Camp Lutherhoma in Tahlequah, Okla., also maintained a regular schedule of sessions in 2020. Executive Director John Busch said, “We asked ourselves, ‘By adapting what we do and applying new policies and procedures, could we reduce the risk enough to make it safe to hold camps?’” They concluded that they could and, with a green light from the governor, chose to move forward with summer camp.
Busch said staying open was important, but not for financial reasons. “We really worried and wondered about what impact it would have on people if they couldn’t go to camp.” He said the challenge was similar to what churches faced, but that camps have an advantage — most activities take place outside where COVID is less likely to be transmitted. He said that Lutherhoma provided face-to-face ministry when many churches were still closed to in-person worship.
But camps still faced some of the same obstacles as churches. The pandemic significantly reduced year-round activities at most Lutheran camps. Hundreds of regular groups canceled retreats at camps across the country.
The challenge remains. “We have already seen the difficulty of getting groups to commit to programs or retreats in advance,” said Casey Sprotte, director of Camp Luther’s Keweenaw Base Camp in Atlantic Mine, Mich. Last year’s changes have also affected the ability of Camp Luther to find staff. “We have younger, less-experienced staff and are still searching to fill positions that would typically be filled in February,” she said.
Lakeview Ministries Program Director Ellie Lutz said, “At least for the next few years we will be recovering from basically taking a year off, not so much in terms of our programming but in terms of the gap in continuity for our returning campers, summer staff members and guest groups.”
With reduced income from user fees, camps tightened their belts, in some cases laying off or furloughing year-round employees. But most camps have also seen an increase in donations from people who want to ensure outdoor ministry continues. Many donors’ own lives were enriched by their experiences at camp, and they want to make it possible for others to enjoy camp, too.
In August 2020, the National Lutheran Outdoors Ministry Association (NLOMA) set up a program, “Weathering the Storm,” to raise funds for camps, especially those without sufficient donor support to make up for lost income. NLOMA President Steve Johnson, who also directs the Colorado RSO Lutheran Valley Retreat, said the pandemic affected every Lutheran camp and posed an existential threat to some. The fund raised thousands of dollars for camps, but in the end it was supporters donating directly to individual camps that kept struggling ministries from going under. Every LCMS-affiliated camp has indeed weathered the storm.
Lutheran outdoor ministry is not just about canoes, campfires and games. Camps work alongside congregations and other ministries to carry out the Great Commission: making disciples of Jesus Christ.
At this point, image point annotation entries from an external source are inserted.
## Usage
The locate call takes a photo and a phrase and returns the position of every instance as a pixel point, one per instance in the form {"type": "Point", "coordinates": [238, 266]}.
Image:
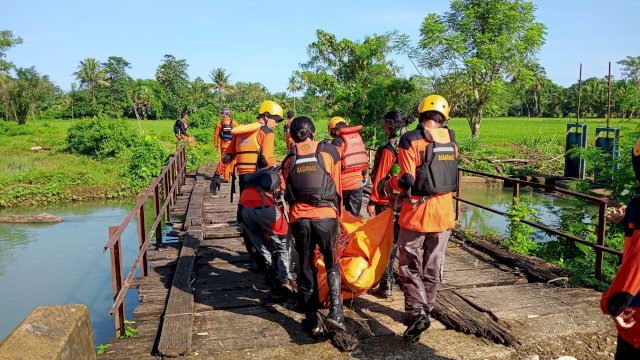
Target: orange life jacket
{"type": "Point", "coordinates": [355, 156]}
{"type": "Point", "coordinates": [247, 147]}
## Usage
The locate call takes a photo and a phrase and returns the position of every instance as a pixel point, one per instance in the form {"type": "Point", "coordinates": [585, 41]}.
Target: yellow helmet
{"type": "Point", "coordinates": [335, 121]}
{"type": "Point", "coordinates": [434, 103]}
{"type": "Point", "coordinates": [272, 108]}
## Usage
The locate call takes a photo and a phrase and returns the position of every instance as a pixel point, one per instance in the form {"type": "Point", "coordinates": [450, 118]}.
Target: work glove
{"type": "Point", "coordinates": [215, 184]}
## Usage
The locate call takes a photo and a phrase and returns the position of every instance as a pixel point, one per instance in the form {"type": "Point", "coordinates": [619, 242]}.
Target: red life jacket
{"type": "Point", "coordinates": [355, 156]}
{"type": "Point", "coordinates": [308, 181]}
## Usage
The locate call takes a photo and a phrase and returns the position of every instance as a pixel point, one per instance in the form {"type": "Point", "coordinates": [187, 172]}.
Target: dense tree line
{"type": "Point", "coordinates": [480, 55]}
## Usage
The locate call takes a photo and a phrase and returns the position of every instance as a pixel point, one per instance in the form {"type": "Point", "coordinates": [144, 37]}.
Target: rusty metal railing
{"type": "Point", "coordinates": [599, 247]}
{"type": "Point", "coordinates": [170, 179]}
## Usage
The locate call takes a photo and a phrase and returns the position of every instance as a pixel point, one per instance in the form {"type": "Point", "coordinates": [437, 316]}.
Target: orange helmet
{"type": "Point", "coordinates": [335, 121]}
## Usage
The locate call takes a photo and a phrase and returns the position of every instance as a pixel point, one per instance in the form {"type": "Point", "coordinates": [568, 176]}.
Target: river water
{"type": "Point", "coordinates": [63, 263]}
{"type": "Point", "coordinates": [52, 264]}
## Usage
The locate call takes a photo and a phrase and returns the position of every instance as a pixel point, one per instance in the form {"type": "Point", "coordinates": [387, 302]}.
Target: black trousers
{"type": "Point", "coordinates": [626, 351]}
{"type": "Point", "coordinates": [352, 200]}
{"type": "Point", "coordinates": [309, 233]}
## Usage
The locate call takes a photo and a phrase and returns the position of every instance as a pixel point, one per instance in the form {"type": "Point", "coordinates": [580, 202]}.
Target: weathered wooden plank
{"type": "Point", "coordinates": [538, 269]}
{"type": "Point", "coordinates": [175, 338]}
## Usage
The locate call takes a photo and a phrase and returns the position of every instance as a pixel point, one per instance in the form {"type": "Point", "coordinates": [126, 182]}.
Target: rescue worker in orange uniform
{"type": "Point", "coordinates": [287, 136]}
{"type": "Point", "coordinates": [313, 187]}
{"type": "Point", "coordinates": [222, 137]}
{"type": "Point", "coordinates": [354, 159]}
{"type": "Point", "coordinates": [622, 299]}
{"type": "Point", "coordinates": [386, 157]}
{"type": "Point", "coordinates": [180, 128]}
{"type": "Point", "coordinates": [266, 226]}
{"type": "Point", "coordinates": [253, 149]}
{"type": "Point", "coordinates": [428, 176]}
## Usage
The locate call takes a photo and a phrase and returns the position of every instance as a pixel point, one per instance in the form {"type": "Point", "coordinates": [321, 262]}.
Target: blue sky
{"type": "Point", "coordinates": [265, 41]}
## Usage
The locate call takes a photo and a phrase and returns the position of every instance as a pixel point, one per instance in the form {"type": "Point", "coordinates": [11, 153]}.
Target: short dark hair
{"type": "Point", "coordinates": [301, 129]}
{"type": "Point", "coordinates": [432, 115]}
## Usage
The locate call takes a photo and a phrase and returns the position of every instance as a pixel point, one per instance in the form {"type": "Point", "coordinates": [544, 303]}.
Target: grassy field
{"type": "Point", "coordinates": [36, 178]}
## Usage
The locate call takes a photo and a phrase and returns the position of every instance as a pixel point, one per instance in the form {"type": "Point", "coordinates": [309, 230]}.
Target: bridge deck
{"type": "Point", "coordinates": [232, 317]}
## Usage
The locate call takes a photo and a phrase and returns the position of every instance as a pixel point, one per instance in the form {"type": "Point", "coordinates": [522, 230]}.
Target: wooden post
{"type": "Point", "coordinates": [458, 203]}
{"type": "Point", "coordinates": [602, 228]}
{"type": "Point", "coordinates": [142, 233]}
{"type": "Point", "coordinates": [117, 280]}
{"type": "Point", "coordinates": [165, 189]}
{"type": "Point", "coordinates": [171, 179]}
{"type": "Point", "coordinates": [156, 210]}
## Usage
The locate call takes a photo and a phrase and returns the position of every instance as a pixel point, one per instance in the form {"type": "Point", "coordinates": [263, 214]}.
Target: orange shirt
{"type": "Point", "coordinates": [331, 160]}
{"type": "Point", "coordinates": [350, 180]}
{"type": "Point", "coordinates": [287, 135]}
{"type": "Point", "coordinates": [217, 136]}
{"type": "Point", "coordinates": [266, 139]}
{"type": "Point", "coordinates": [626, 283]}
{"type": "Point", "coordinates": [387, 159]}
{"type": "Point", "coordinates": [433, 215]}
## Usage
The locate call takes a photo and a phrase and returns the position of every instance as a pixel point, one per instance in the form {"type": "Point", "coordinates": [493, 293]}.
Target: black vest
{"type": "Point", "coordinates": [438, 171]}
{"type": "Point", "coordinates": [308, 181]}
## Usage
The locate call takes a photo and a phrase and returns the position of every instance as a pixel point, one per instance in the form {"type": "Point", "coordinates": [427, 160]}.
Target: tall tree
{"type": "Point", "coordinates": [357, 78]}
{"type": "Point", "coordinates": [220, 79]}
{"type": "Point", "coordinates": [482, 43]}
{"type": "Point", "coordinates": [90, 74]}
{"type": "Point", "coordinates": [7, 41]}
{"type": "Point", "coordinates": [115, 98]}
{"type": "Point", "coordinates": [294, 86]}
{"type": "Point", "coordinates": [172, 75]}
{"type": "Point", "coordinates": [26, 94]}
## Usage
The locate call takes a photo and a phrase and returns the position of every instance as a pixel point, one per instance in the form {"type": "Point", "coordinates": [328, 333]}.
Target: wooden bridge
{"type": "Point", "coordinates": [199, 300]}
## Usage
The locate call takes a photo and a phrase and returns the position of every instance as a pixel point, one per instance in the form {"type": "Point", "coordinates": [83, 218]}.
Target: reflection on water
{"type": "Point", "coordinates": [63, 263]}
{"type": "Point", "coordinates": [550, 211]}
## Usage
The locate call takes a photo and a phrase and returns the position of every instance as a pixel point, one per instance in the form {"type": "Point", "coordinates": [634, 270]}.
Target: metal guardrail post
{"type": "Point", "coordinates": [156, 209]}
{"type": "Point", "coordinates": [165, 190]}
{"type": "Point", "coordinates": [602, 228]}
{"type": "Point", "coordinates": [458, 204]}
{"type": "Point", "coordinates": [171, 179]}
{"type": "Point", "coordinates": [142, 233]}
{"type": "Point", "coordinates": [117, 280]}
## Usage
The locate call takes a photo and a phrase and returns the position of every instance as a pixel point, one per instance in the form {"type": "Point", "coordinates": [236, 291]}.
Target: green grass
{"type": "Point", "coordinates": [30, 178]}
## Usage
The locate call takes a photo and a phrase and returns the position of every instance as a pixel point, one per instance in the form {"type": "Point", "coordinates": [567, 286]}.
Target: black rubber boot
{"type": "Point", "coordinates": [335, 318]}
{"type": "Point", "coordinates": [417, 322]}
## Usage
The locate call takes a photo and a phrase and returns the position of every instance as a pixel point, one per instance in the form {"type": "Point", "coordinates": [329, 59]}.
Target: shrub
{"type": "Point", "coordinates": [100, 137]}
{"type": "Point", "coordinates": [147, 158]}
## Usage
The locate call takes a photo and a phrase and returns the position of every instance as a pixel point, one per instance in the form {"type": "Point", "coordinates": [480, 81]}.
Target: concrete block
{"type": "Point", "coordinates": [51, 332]}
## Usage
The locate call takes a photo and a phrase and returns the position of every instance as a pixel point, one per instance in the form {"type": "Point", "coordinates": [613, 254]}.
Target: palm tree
{"type": "Point", "coordinates": [295, 85]}
{"type": "Point", "coordinates": [220, 80]}
{"type": "Point", "coordinates": [90, 74]}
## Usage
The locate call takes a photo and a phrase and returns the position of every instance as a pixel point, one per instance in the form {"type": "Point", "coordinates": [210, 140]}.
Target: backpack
{"type": "Point", "coordinates": [267, 180]}
{"type": "Point", "coordinates": [438, 172]}
{"type": "Point", "coordinates": [308, 181]}
{"type": "Point", "coordinates": [355, 156]}
{"type": "Point", "coordinates": [225, 130]}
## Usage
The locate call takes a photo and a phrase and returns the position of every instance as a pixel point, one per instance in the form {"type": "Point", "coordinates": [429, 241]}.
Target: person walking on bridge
{"type": "Point", "coordinates": [313, 187]}
{"type": "Point", "coordinates": [428, 175]}
{"type": "Point", "coordinates": [252, 146]}
{"type": "Point", "coordinates": [252, 149]}
{"type": "Point", "coordinates": [222, 137]}
{"type": "Point", "coordinates": [354, 159]}
{"type": "Point", "coordinates": [386, 158]}
{"type": "Point", "coordinates": [622, 299]}
{"type": "Point", "coordinates": [180, 128]}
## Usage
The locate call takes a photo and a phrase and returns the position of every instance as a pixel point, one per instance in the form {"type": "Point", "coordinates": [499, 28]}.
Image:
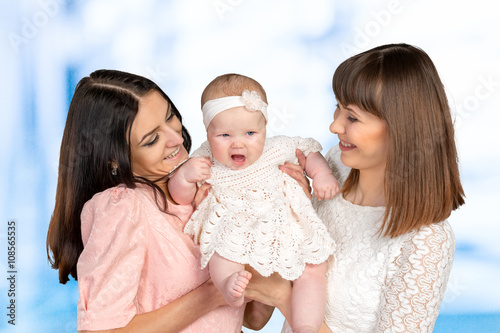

“Though the pandemic minimized the volume of our mission, it didn’t minimize the necessity for it,” said Daniel Sanchez, director of Camp Io-Dis-E-Ca in Iowa. He said church ministries have an obligation “to seek ways to ensure God’s Word is proclaimed, especially in difficult times. If we’re not here to do that, then why are we here at all?”
Johnson said it is important to continue operations in the midst of the pandemic for the same reason Lutheran camps exist in the first place: “to show people the hope they have in Jesus Christ.”